Продавец пуговиц

Часть 1

На книжной полке расположился в удобном для обзора месте забавный сувенир, привезенный из-за границы. Диковинную вещицу при продаже окрестили шкатулкой для пуговиц, но положить в нее что-либо было крайне затруднительно. Да и на шкатулку сувенир едва ли походил: невзрачная деревянная бочка, словно для пива или засолки огурцов. Крышка бочки чуть сдвинута в сторону, а на ней маленький, довольно милый, искусно сделанный рукой мастера человечек с густой бородой и в красных башмачках. Гном, да и только. Стоило коснуться его, он сразу проваливался внутрь бочки. Стоило попытаться положить в шкатулку пуговицы — тот же результат. Схватить человечка или успеть поймать (увы!) не удавалось. Как пятидесяти копеечная монетка, брошенная в копилку, он издавал характерный звук и скрывался в темном и непроглядном омуте. Достать человечка или вернуть свою пуговицу не особо получалось, как не тряси бочку или не пытайся выломать крышку ножом.

Делать это было бесполезно, да и не нужно — через несколько месяцев или пару лет, может быть, завершив путешествие по далекой сказочной стране, закончив какие то важные дела, он сам возвращался на место. Так человечек и жил на книжной полке, исчезая и снова появляясь.
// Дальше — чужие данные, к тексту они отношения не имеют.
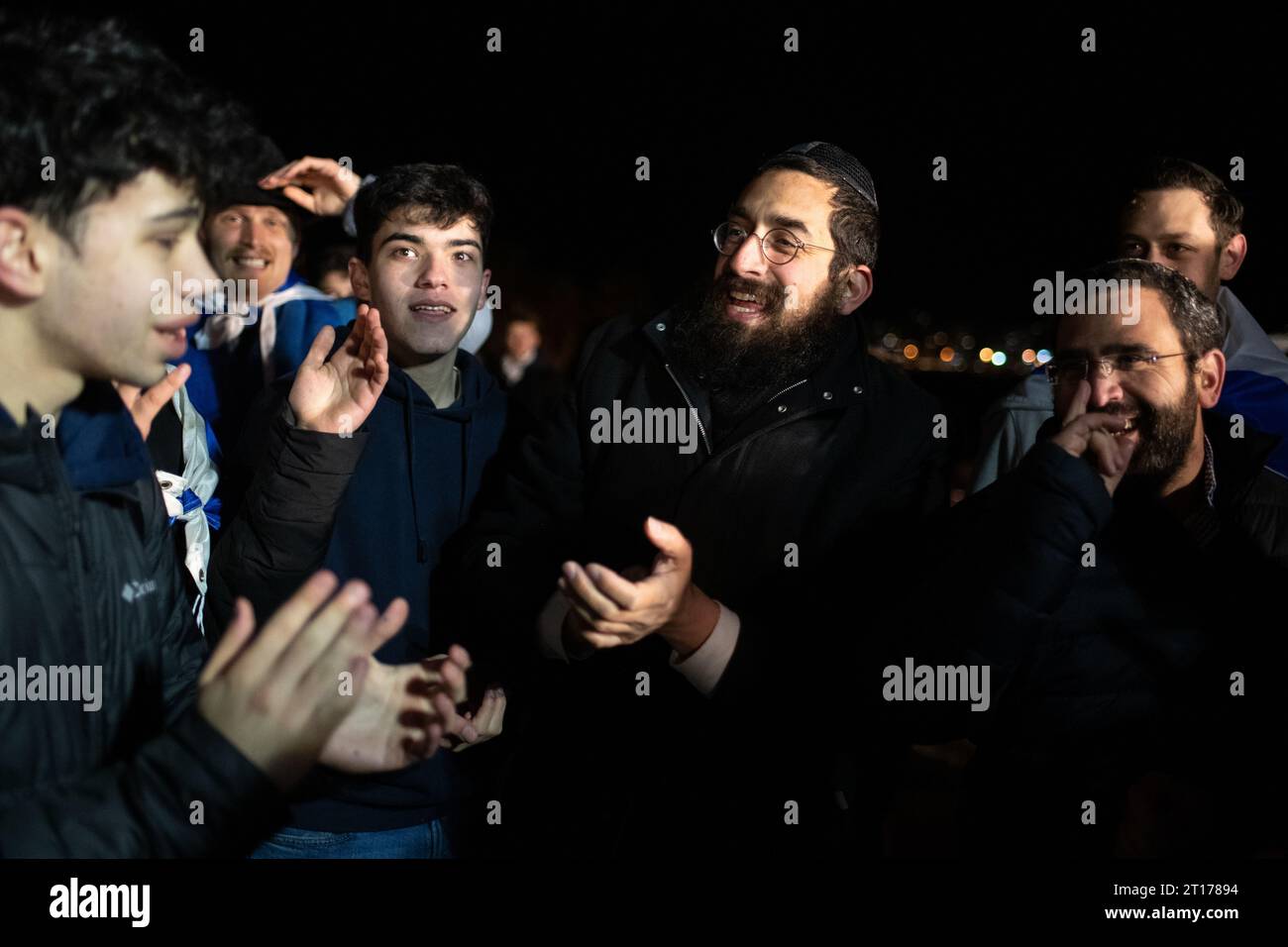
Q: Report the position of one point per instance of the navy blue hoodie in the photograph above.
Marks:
(411, 489)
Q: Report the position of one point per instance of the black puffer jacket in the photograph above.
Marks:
(89, 578)
(797, 519)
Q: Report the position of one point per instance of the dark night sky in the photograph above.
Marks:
(1033, 131)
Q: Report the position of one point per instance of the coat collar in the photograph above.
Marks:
(838, 382)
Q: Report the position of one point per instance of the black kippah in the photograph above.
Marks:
(838, 161)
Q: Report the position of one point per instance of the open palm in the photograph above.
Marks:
(335, 394)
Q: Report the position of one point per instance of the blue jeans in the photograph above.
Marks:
(415, 841)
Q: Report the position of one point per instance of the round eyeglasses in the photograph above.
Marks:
(778, 245)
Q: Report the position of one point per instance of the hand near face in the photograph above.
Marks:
(1099, 437)
(146, 405)
(330, 184)
(336, 394)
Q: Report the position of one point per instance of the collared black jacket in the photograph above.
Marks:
(799, 521)
(89, 578)
(1112, 629)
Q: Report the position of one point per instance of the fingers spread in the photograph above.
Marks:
(236, 635)
(619, 590)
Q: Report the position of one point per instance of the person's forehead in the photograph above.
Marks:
(406, 222)
(790, 193)
(257, 210)
(146, 197)
(1172, 210)
(1096, 333)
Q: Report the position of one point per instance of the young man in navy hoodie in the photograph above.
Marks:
(381, 499)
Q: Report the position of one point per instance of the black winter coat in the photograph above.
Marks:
(89, 579)
(1112, 630)
(799, 522)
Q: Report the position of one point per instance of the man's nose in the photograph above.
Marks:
(432, 272)
(1157, 256)
(253, 234)
(1103, 389)
(747, 260)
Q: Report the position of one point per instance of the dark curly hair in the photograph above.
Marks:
(438, 195)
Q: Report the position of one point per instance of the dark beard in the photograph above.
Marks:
(1166, 436)
(739, 364)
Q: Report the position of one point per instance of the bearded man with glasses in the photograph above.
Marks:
(696, 590)
(1121, 579)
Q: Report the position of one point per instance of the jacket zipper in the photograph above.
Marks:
(77, 565)
(696, 415)
(786, 389)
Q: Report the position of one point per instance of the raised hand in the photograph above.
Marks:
(336, 394)
(146, 405)
(1103, 438)
(331, 185)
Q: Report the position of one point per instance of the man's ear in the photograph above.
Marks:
(1211, 371)
(1232, 257)
(360, 279)
(24, 256)
(858, 287)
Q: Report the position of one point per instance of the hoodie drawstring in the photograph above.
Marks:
(421, 547)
К стеллажу с книгами подошла маленькая девочка. Ее оставили в кабинете продавца пуговиц на пару часов, чтобы оградить от присутствия на похоронах отца. Секретарь, которая отвечала за трехлетнюю дочку учредителя магазина Полину Егоровну, не отрывалась от компьютера, а малышка грустила о забытой где-то любимой веревочной прыгалке и пыталась найти новое занятие. Наконец, она увидела заинтересовавшую ее игрушку. Детская ручка еле дотянулась до человечка, и он тут же скрылся в бочке. Крышка закрылась.

 

1.

 

Глава 1. Алексей

 

- Да говорю же тебе — выставка самая выставочная выставка из всех выставок! Никаких причин у тебя быть не может! Не хочу ничего слушать! Хватит уже врать! Про голодную собаку уже было! Я все твои отговорки наизусть выучила. - Аня демонстративно нажала на красную закорючку, отдаленно напоминающую телефонную трубку. Сотовый спешно нырнул с руки в чехол. Завязав шелковую ленточку, молодая женщина убрала его во внутренний карман большой оранжевой сумки и резко застегнула молнию, как-будто говоря: «Что-что а уж телефон мне точно сегодня не понадобится», но понимая, совсем скоро она совершит те же действия в обратном порядке. Обычно с таким видом школьник прячет в портфель дневник, который придется показывать родителям.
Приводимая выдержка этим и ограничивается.